Board 4 took the opportunity to respond to the amendment’s possible effects on sustainable, or green, technology with a “mixed” reaction: “We are sensitive to anything that increases the bulk of buildings beyond what is permitted, especially on low buildings, but we are enthusiastic supporters of sustainable technology that has a significant impact on a building’s energy or water use or on its environmental emissions,” the letter said. It went on to state: “We need to understand what is truly needed or desirable for the community with current and projected conditions as opposed to what simply is desirable on the part of the building owner or developer.”

The board provided a detailed list of suggested modifications to this amendment, which ranged from consolidating energy-efficient equipment into bulkheads, making sure that rooftop expansions serve the building rather the owner’s financial interests, and prohibiting self-/professional-certification on bulkhead installations.

The HDC’s overview of the six-point proposal, which it provided to the meeting crowd, quoted Board 4 in its review of this particular amendment, as well the one related to an increase in maximum base heights—giving a nod to the board for its study of the application, even though C.B. 4 supported pieces of it that HDC wants completely eliminated.

The one amendment the board fully supported proposes allowing 100 percent lot coverage on corner lots of 5,000 square feet or less in R6 to R10 zones. (In an R7 zone, for example, existing zoning dictates a maximum of 80 percent lot coverage, resulting in unfilled areas between adjacent buildings.)

“The proposed amendment would allow lower buildings (since allowable development could be distributed over more of the lot) and greater street wall continuity,” the board stated in support.

But it’s that lack of continuity, according to attendees at the meeting, that’s “part of the wonder of New York City,” said Graziano. He added that unfilled areas provide necessary light and air, and challenged the AIA’s contention that the amendment would act toward more efficient use of space.

“Efficient for who?” he asked. “Is it efficient to squeeze every last penny for a development?”

Queens Councilmember Tony Avella, a pro-preservation candidate for mayor who’s also chair of the Council’s zoning committee, showed up to help lead the charge against the AIA plan, calling the organization an “absolute disgrace” for not reaching out to him before submitting the proposal.

“If we let this go, if they are successful… it will open up the floodgates,” said Avella, citing people like Donald Trump as the type of developer who stands to capitalize most.

Avella and the other attendees agreed that the lack of a public process prior to the AIA’s application appeared to them unscrupulous, as it was submitted during the winter holidays when many community boards tend to incur a slowdown in activity.

Andrew Berman, executive director of the Greenwich Village Society of Historic Preservation and a Board 4 public member, also believed the action has not undergone sufficient public vetting, which has “tended to make a lot of people view it in a suspicious light.”

“It is going to require an effort on the part of the public in order to change its course,” noting Board 4’s vested interest after working on its own contextual zoning. “It seems to be careening down the hill as we speak.”

Avella asked the crowd at the Jan. 23 meeting to start contacting their local councilmembers in anticipation of the application gaining approval from the Department of City Planning, who, as of the meeting, planned to hear the proposal later this month.
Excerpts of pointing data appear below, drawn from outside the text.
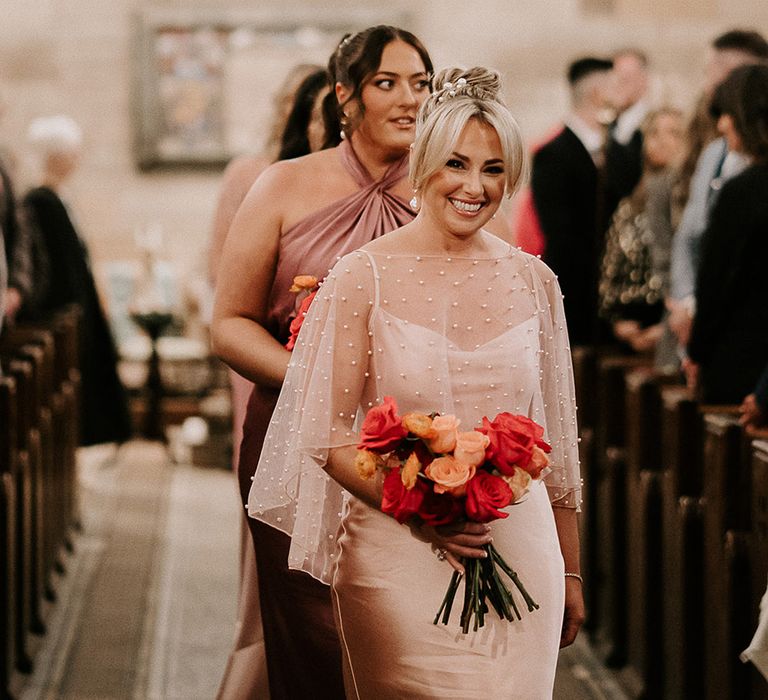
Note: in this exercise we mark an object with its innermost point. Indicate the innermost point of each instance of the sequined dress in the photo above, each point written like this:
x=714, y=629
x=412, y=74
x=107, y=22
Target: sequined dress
x=467, y=336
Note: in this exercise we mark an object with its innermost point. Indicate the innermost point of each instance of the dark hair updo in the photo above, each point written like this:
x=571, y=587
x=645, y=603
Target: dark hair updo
x=294, y=141
x=356, y=59
x=743, y=96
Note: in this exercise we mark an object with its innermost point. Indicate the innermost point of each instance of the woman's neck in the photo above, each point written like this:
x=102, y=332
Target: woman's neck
x=52, y=181
x=375, y=160
x=429, y=238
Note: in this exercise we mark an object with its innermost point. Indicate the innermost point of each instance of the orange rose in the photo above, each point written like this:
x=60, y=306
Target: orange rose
x=450, y=475
x=410, y=471
x=419, y=424
x=366, y=463
x=470, y=448
x=446, y=428
x=302, y=282
x=519, y=482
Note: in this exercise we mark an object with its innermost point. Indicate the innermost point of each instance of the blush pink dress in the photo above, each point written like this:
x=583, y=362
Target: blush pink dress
x=297, y=618
x=469, y=336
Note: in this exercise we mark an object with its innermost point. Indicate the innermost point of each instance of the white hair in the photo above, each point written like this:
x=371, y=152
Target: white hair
x=56, y=134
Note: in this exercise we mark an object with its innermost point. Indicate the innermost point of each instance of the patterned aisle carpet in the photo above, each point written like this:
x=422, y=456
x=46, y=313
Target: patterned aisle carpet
x=146, y=609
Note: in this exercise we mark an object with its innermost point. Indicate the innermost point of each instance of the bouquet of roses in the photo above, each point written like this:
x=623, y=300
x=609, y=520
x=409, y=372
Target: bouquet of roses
x=438, y=475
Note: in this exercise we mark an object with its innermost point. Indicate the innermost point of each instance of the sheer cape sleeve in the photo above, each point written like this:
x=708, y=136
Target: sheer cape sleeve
x=317, y=411
x=558, y=397
x=406, y=326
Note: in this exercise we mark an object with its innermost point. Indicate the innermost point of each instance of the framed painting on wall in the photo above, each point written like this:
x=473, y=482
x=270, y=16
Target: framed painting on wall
x=205, y=81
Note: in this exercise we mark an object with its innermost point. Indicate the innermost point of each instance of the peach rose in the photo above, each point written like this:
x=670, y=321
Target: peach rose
x=470, y=448
x=450, y=475
x=302, y=282
x=446, y=428
x=410, y=471
x=419, y=424
x=366, y=463
x=519, y=482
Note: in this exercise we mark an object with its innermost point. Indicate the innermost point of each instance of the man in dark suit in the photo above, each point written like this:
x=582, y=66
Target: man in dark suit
x=624, y=147
x=572, y=204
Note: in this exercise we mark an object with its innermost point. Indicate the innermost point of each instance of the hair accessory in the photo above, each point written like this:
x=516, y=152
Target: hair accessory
x=449, y=89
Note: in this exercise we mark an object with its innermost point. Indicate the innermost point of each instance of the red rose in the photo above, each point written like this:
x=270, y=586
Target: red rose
x=440, y=508
x=486, y=493
x=399, y=502
x=297, y=322
x=382, y=428
x=512, y=439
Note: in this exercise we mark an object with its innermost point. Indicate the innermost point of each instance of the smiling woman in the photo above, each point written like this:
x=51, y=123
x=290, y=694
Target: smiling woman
x=446, y=318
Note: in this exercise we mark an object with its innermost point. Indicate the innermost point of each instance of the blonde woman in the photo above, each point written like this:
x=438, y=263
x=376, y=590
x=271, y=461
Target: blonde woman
x=443, y=316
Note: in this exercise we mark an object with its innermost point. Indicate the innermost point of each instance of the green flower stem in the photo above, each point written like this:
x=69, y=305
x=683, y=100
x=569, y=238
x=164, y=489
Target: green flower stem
x=482, y=584
x=532, y=605
x=448, y=599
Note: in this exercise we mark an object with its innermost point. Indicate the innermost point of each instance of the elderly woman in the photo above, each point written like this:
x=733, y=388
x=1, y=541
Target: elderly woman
x=444, y=317
x=63, y=277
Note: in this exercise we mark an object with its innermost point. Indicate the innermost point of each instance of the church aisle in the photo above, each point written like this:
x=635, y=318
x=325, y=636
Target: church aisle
x=146, y=609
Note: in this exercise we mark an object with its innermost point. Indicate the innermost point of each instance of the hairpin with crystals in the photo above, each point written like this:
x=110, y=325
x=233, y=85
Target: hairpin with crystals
x=449, y=89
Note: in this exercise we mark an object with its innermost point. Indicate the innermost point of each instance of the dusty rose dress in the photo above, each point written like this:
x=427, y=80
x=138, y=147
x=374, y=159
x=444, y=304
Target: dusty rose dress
x=301, y=642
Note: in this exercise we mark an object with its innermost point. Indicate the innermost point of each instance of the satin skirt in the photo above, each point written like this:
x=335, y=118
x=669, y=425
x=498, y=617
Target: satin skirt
x=388, y=586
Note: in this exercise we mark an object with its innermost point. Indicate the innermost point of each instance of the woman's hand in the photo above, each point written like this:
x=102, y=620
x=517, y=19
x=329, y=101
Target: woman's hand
x=573, y=616
x=751, y=413
x=456, y=541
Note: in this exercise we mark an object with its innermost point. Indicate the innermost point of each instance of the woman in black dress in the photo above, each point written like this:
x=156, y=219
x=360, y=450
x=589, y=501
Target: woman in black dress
x=64, y=277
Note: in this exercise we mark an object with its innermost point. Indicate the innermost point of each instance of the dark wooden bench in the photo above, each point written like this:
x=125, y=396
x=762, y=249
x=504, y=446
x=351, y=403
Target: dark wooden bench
x=682, y=572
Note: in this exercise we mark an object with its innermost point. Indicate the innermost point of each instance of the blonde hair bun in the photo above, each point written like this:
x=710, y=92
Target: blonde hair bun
x=460, y=95
x=476, y=83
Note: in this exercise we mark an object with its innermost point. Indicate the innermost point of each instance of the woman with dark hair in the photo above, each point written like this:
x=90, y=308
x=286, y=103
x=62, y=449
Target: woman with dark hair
x=300, y=129
x=298, y=218
x=304, y=130
x=728, y=348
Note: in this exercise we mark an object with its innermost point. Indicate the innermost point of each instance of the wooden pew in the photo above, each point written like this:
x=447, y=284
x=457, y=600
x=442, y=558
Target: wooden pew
x=759, y=553
x=726, y=575
x=610, y=636
x=37, y=345
x=8, y=553
x=683, y=546
x=643, y=674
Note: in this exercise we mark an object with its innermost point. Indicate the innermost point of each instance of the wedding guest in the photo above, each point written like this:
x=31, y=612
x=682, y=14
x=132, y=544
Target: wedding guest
x=573, y=206
x=297, y=219
x=57, y=142
x=635, y=266
x=442, y=316
x=301, y=133
x=728, y=348
x=21, y=288
x=715, y=165
x=754, y=407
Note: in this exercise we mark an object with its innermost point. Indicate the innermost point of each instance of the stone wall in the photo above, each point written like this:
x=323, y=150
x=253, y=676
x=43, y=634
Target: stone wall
x=74, y=57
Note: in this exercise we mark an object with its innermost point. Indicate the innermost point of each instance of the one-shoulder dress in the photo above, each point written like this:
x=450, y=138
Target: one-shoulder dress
x=297, y=618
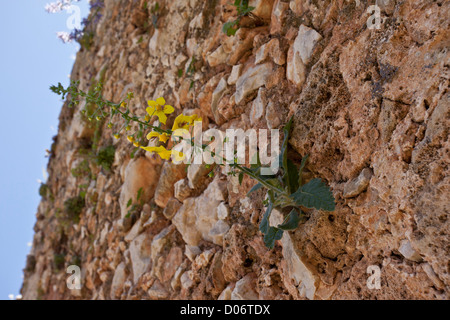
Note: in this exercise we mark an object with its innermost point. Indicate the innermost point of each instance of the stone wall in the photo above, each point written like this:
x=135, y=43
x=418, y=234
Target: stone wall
x=370, y=107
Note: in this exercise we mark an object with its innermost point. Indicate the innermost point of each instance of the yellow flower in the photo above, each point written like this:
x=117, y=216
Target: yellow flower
x=159, y=108
x=163, y=137
x=178, y=155
x=161, y=151
x=185, y=122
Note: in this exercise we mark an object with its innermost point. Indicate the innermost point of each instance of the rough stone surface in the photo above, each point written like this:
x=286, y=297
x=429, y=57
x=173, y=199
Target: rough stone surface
x=369, y=106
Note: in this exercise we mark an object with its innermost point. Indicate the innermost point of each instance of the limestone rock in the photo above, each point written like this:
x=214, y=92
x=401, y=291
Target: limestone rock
x=235, y=74
x=245, y=289
x=358, y=185
x=297, y=271
x=118, y=281
x=197, y=174
x=408, y=252
x=140, y=173
x=171, y=208
x=202, y=212
x=182, y=190
x=254, y=78
x=140, y=253
x=170, y=174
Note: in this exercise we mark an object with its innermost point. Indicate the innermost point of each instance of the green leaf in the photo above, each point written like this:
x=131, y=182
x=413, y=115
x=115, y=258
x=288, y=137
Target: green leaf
x=300, y=170
x=292, y=176
x=272, y=235
x=241, y=177
x=291, y=221
x=264, y=225
x=284, y=159
x=314, y=194
x=255, y=188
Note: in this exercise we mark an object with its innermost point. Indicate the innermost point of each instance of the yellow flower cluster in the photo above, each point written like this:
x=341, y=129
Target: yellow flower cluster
x=181, y=124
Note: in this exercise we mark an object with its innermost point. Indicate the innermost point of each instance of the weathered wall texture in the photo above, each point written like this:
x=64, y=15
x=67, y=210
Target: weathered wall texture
x=371, y=107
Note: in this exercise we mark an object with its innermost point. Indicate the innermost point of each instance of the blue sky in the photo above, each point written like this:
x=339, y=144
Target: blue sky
x=31, y=60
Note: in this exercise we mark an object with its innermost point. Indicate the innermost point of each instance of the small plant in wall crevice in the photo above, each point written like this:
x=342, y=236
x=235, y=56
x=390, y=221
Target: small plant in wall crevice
x=285, y=188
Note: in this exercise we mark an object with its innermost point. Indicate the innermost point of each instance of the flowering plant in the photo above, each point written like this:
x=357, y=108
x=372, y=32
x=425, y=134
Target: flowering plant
x=285, y=188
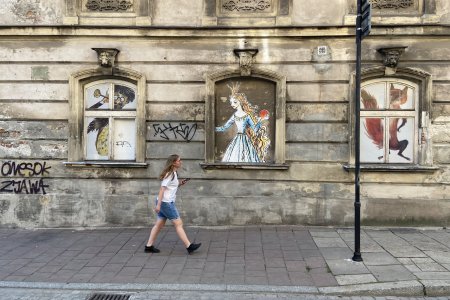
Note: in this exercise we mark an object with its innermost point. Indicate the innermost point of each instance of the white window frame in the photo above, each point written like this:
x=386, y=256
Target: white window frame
x=78, y=113
x=109, y=113
x=393, y=113
x=424, y=148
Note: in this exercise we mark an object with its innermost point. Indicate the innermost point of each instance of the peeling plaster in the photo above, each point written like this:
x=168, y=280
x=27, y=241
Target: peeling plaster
x=31, y=12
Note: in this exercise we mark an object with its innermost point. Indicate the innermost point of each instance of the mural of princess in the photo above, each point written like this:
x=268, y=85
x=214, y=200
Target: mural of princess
x=251, y=144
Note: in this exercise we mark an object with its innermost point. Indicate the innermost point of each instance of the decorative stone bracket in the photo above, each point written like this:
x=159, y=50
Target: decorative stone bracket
x=106, y=56
x=391, y=56
x=245, y=60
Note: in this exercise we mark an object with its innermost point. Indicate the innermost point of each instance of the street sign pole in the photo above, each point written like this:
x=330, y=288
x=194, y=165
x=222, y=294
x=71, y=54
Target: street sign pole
x=363, y=27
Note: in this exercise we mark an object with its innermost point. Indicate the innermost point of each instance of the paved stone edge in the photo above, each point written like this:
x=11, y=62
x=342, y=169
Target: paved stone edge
x=436, y=288
x=399, y=288
x=162, y=287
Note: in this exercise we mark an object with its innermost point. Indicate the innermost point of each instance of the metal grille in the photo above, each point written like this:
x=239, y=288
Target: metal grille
x=109, y=297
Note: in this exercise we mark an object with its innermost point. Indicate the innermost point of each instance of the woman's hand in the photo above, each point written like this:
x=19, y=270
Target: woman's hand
x=183, y=182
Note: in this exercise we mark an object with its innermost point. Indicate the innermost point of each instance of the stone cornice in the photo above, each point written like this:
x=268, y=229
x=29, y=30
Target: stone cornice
x=95, y=31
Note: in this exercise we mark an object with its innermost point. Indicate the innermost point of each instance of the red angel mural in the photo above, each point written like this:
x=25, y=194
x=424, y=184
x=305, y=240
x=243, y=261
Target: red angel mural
x=374, y=127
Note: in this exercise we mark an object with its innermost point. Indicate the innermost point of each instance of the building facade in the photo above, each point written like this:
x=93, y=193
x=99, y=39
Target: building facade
x=257, y=97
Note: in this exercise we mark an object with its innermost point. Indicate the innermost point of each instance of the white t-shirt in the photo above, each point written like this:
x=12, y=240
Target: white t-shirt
x=171, y=184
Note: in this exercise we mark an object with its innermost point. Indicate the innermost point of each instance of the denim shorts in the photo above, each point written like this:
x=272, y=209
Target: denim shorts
x=168, y=211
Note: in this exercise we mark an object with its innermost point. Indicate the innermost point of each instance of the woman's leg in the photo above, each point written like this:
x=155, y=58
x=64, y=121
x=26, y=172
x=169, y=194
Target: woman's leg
x=155, y=231
x=180, y=231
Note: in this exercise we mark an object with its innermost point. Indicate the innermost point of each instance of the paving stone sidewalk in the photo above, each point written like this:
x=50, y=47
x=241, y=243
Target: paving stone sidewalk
x=396, y=261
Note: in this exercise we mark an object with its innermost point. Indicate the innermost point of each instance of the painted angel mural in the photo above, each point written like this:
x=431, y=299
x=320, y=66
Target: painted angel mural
x=398, y=134
x=98, y=131
x=251, y=141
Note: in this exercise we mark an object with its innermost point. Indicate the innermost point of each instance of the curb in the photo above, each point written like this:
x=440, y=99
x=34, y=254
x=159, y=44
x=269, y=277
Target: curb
x=162, y=287
x=400, y=288
x=436, y=288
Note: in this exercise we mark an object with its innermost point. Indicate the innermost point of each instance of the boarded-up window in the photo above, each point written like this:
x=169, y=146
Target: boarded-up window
x=389, y=122
x=110, y=120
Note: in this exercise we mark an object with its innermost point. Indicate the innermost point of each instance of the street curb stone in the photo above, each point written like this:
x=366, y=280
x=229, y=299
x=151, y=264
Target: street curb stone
x=400, y=288
x=161, y=287
x=436, y=287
If passed, the City Council will then make a final determination on whether the amendments become law.

“I want it dead,” Avella admitted. “This procedure is so, excuse my language, ass-backwards.”

According to Berman, the entire process—considering all that’s at stake—at least deserves more exhaustive public examination. “I think that most people would tend to err on the side of not seeing the changes made until or unless they’re fully fleshed out,” he said, adding the amendments “are not the ones that people want to see happen without a full, full airing.”